Early versions of the spyware targeted users through phishing attacks. This means that a malicious link was sent to targets via emails or SMS messages. If targets clicked on the link, the spyware would be installed on their phones.

However, technology has since advanced and Pegasus can now be installed without the target having to click on a malicious link. Instead, it can infect a device via so-called “zero-click” attacks. This is done by exploiting vulnerabilities in phone operating systems that even developers are unaware of.

Encrypted apps such as WhatsApp are not only compromised but are now being used to infect devices with spyware. In 2019, WhatsApp confirmed that its platform was used to send malware to more than 1,400 phones, including several Indian journalists and human rights activists.

Users would receive a WhatsApp call and the software would be installed on their phone even if they did not answer the call.

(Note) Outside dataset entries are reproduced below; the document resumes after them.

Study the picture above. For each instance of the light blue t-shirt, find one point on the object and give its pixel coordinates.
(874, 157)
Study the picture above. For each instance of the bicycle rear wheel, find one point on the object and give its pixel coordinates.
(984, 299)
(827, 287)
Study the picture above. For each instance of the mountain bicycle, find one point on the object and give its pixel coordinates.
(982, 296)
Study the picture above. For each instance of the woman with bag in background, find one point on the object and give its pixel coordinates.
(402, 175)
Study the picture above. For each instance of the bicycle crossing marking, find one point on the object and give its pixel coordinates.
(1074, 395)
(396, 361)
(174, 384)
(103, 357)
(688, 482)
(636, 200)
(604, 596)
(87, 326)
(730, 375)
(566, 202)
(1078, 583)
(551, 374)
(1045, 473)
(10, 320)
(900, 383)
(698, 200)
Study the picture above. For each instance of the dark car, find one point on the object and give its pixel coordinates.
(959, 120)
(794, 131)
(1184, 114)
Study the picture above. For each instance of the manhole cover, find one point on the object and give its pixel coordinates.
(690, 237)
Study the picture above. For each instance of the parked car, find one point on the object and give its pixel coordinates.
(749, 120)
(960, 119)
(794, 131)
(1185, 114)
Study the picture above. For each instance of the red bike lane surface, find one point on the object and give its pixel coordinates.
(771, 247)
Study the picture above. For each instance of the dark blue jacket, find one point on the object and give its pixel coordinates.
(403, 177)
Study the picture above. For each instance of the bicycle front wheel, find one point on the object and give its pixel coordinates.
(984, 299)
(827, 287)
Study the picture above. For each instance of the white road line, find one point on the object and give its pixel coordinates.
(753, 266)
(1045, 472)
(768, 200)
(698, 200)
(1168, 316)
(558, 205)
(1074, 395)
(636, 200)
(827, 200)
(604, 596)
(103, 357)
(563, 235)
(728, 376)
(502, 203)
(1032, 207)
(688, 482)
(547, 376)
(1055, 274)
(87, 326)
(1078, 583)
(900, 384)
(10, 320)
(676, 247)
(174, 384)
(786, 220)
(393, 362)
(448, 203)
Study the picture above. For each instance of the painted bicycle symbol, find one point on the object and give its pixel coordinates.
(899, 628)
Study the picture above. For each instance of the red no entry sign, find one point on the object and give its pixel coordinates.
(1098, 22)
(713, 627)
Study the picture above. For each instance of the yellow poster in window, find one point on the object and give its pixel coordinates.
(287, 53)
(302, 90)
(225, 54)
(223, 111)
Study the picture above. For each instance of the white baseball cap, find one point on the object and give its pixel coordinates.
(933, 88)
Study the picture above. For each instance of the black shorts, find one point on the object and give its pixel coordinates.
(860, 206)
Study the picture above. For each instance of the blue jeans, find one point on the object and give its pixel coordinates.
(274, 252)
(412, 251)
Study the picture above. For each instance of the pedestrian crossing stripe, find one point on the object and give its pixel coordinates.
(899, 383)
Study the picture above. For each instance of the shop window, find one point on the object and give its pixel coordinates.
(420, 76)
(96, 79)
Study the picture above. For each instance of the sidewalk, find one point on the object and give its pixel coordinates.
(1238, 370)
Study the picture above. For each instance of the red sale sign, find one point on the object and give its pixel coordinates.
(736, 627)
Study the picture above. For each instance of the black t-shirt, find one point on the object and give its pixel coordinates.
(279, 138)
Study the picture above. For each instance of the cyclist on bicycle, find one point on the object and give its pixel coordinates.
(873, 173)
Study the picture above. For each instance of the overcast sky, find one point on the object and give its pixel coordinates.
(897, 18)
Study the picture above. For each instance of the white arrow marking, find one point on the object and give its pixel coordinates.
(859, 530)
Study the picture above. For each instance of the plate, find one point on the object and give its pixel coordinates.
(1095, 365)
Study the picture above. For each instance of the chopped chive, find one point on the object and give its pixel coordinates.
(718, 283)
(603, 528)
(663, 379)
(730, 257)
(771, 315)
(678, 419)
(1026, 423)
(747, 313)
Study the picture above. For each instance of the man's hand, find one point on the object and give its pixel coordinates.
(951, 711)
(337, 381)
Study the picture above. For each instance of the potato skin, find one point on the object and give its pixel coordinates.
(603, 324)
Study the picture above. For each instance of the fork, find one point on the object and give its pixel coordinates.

On iPhones, iMessage software was also used.

Due to rapid advancements in technology, it has become more difficult to detect the presence of Pegasus through telltale signs. Although ordinary phones are unlikely to be at risk, phones belonging to activists and high-profile journalists are at risk of being monitored by spyware.

Is India Suppressing Free Speech?

Many journalists’ organizations and rights groups have warned that press freedom has declined under the Modi government, with several journalists arrested.

India fell to 161st in the World Press Freedom Index, down from 150th last year, its lowest level on record. The Modi government rejects this index and questions its methodology, arguing about press freedom in India.

In early October, Indian police carried out searches against dozens of journalists and arrested Prabir Purkayastha, editor-in-chief of the independent and critical website NewsClick. Many other NewsClick journalists have had their devices and homes searched.